Stupefatto del mondo mi giunse un’età / che tiravo dei pugni nell’aria e piangevo da solo. / Ascoltare i discorsi di uomini e donne / non sapendo rispondere, è poca allegria. / Ma anche questa è passata: non sono più solo / e, se non so rispondere, so farne a meno. / Ho trovato compagni trovando me stesso.

Ho scoperto che, prima di nascere, sono vissuto / sempre in uomini saldi, signori di sé, / e nessuno sapeva rispondere e tutti erano calmi.

[…]

CESARE PAVESE, Antenati

L’apertura famosa del testo di Pavese, che ha accompagnato gran parte della mia vita, ricordandomi di tanto in tanto gli astratti furori di cui è fatta l’adolescenza e parte grande della giovinezza, mi fa sentire quanto sia patetico attendersi comprensione da chi non è mai stato capace di esprimerla, e dunque di provarla.

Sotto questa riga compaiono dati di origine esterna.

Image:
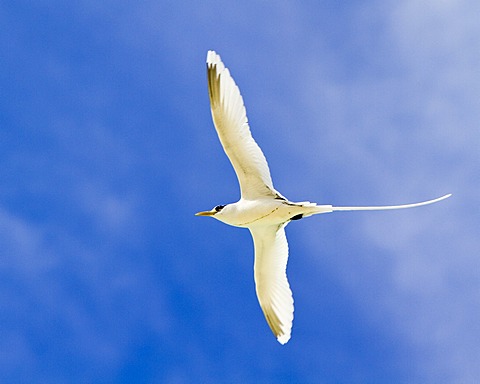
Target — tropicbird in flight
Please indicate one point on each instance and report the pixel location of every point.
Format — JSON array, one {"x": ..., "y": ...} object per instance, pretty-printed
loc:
[{"x": 261, "y": 208}]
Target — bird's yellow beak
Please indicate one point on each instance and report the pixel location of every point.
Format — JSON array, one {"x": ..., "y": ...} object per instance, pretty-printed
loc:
[{"x": 206, "y": 213}]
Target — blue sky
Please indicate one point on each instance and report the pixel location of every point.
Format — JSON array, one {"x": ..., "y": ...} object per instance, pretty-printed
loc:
[{"x": 108, "y": 149}]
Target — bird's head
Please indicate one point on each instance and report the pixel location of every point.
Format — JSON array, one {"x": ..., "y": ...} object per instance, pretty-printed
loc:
[{"x": 217, "y": 209}]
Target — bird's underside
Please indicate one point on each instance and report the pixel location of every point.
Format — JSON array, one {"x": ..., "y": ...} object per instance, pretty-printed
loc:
[{"x": 261, "y": 209}]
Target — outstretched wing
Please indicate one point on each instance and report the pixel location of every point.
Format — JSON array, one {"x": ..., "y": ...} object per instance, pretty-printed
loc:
[
  {"x": 273, "y": 290},
  {"x": 230, "y": 119}
]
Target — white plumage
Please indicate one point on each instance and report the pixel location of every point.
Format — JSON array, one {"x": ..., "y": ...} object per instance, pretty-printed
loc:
[{"x": 261, "y": 209}]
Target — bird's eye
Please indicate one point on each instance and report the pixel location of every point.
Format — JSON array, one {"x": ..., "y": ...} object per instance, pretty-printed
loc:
[{"x": 218, "y": 208}]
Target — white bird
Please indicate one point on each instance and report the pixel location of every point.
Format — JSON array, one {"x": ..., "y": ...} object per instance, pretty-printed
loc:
[{"x": 261, "y": 209}]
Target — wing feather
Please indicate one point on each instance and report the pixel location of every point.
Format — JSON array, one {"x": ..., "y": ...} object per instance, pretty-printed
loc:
[
  {"x": 230, "y": 119},
  {"x": 273, "y": 290}
]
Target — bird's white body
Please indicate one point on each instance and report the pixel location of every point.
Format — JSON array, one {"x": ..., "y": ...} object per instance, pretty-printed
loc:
[
  {"x": 261, "y": 209},
  {"x": 266, "y": 212}
]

E’ ovvio che ognuno di noi pretende di essere compreso – cioè compreso in modo esatto – da tutti coloro con i quali condivide qualche cosa, a qualsiasi titolo. In presenza di istanze unilaterali, non c’è molto da dire: l’indifferenza, lasciar precipitare nell’indifferenza il significato di chi non ha tempo né voglia – né sale in zucca per poterlo fare – né sapienza di cuore per poter sentire – di attraversare la strada che ci separa è la miglior cosa che si possa fare, che vuol dire, poi, non disprezzo o noncuranza o neghittoso rinchiudersi nella propria gabbia dorata. Non c’è alcun primato da rivendicare: piuttosto, prevale il rammarico senza rimpianto per chi non ha saputo vedere un provvisorio confine là dove oggi sembra che ci sia solo deserto e lande desolate, strade impercorribili, intransitabili utopie…

La cosa più divertente è assistere allo spettacolo ricorrente del silenzio di chi detiene un potere che riesce ad esercitare in un solo modo: imponendo la regola per cui se sbagli paghi con l’ostracismo.

Resta sempre vero che l’amore non è cieco, anzi insegna a vedere (U.Curi). Con quali occhiali bisognerà suggerire di sporgersi verso di noi a chi non vede quel provvisorio confine?

La rozzezza è la prassi della stupidità (R.Musil). Con quali occhiali suggeriremo a chi non vuol vedere di volgersi verso il basso a scrutare la linea sottile che nessuno ha disegnato sul terreno e che sta lì da sempre a dividere e a unire, ai confini dello sguardo?